1. Not scaling data properly and then trying to train but getting poor results. Scaling only training data and not test data. Also scaling train and test data separately.
So for, scikit-learn I used standardization by fitting train then transforming train and then fitting test then transforming test with it.
It should be to get mean, standard deviation from train set and then transform both train and test set with that. In scikit for standardization standard scaler is fit on train and using that same scaler both train and test are transformed.
scaler = preprocessing.StandardScaler().fit(X_train)
X_train_transformed = scaler.transform(X_train)
X_test_transformed = scaler.transform(X_test)
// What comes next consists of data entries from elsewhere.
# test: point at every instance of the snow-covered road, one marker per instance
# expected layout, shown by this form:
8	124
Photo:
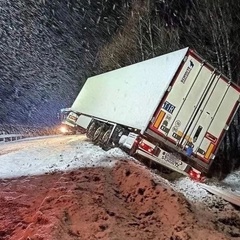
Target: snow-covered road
40	155
37	156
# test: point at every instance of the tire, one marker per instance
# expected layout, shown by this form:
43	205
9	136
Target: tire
98	134
105	138
91	130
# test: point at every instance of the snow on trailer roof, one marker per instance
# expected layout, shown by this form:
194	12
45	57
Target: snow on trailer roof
129	95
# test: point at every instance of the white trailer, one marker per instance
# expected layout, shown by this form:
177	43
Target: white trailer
177	102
2. Getting very good results(or at least I though at the time!!!) and then not being able to get the same results again. In scikit setting the random_state parameter to a fixed integer helps getting same results across different runs. In pytorch I am able to get same result in multiple runs by,
import torch
torch.manual_seed(0)
import numpy as np
np.random.seed(0)
import random
random.seed(0)
torch.backends.cudnn.deterministic = True
torch.backends.cudnn.benchmark = False
3. Even somewhat simple training taking a long time to run. I was using 1 core to run machine learning algorithm where multiple cpu cores are supported. This was the case where n_jobs in scikit was 1 instead of amount of cores or -1.
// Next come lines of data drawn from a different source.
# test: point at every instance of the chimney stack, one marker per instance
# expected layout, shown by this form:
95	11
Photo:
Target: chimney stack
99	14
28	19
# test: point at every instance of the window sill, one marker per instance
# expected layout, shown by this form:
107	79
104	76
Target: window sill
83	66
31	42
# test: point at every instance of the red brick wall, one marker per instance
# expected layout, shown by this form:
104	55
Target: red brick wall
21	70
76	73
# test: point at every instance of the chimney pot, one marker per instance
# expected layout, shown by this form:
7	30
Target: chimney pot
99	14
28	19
4. Trying to choose between Tensorflow, Pytorch, Keras. Of all these pytorch seems easiest to set up in local machine with anaconda and no need to install anything related to gpu separately. For tensorflow-gpu multiple things must be downloaded along with the pip install. It can also be done by creating a conda environment and then installing tensorflow with pip in that environment.
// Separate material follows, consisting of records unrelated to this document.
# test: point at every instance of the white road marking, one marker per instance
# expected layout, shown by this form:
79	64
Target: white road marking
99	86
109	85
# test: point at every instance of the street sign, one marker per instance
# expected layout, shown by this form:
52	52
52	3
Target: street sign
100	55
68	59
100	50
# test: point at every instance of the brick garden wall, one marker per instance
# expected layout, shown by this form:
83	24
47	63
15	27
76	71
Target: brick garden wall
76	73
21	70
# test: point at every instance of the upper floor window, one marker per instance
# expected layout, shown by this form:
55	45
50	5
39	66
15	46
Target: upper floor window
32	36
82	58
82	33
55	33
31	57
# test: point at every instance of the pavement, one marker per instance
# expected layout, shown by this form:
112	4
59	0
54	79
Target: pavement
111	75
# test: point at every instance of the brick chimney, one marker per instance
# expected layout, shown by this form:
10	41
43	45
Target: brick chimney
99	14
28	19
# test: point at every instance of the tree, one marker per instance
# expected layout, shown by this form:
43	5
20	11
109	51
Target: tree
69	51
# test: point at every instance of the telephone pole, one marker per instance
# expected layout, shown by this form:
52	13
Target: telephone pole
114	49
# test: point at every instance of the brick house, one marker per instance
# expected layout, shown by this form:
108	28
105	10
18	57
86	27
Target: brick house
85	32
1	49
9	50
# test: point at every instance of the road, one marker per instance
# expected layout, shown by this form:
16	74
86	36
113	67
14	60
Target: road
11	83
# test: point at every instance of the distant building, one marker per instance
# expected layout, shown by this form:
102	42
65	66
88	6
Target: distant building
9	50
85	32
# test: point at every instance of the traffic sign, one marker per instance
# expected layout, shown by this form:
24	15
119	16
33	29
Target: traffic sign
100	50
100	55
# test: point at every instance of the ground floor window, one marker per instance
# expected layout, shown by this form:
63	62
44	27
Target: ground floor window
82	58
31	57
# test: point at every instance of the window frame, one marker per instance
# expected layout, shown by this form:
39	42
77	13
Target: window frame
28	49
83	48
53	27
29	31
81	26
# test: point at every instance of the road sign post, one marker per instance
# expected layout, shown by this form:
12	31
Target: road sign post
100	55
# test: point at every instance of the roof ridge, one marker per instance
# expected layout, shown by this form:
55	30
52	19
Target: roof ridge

scaler = preprocessing.StandardScaler().fit(X_train) X_train_transformed = scaler.transform(X_train) X_test_transformed = scaler.transform(X_test)
import torch torch.manual_seed(0) import numpy as np np.random.seed(0) import random random.seed(0) torch.backends.cudnn.deterministic = True torch.backends.cudnn.benchmark = False
Keras with tensorflow backend is recommended on their website. Also among these keras seems easiest to understand and there are a lot code examples on kaggle for keras. Pytorch basics tutorials is also seem easier.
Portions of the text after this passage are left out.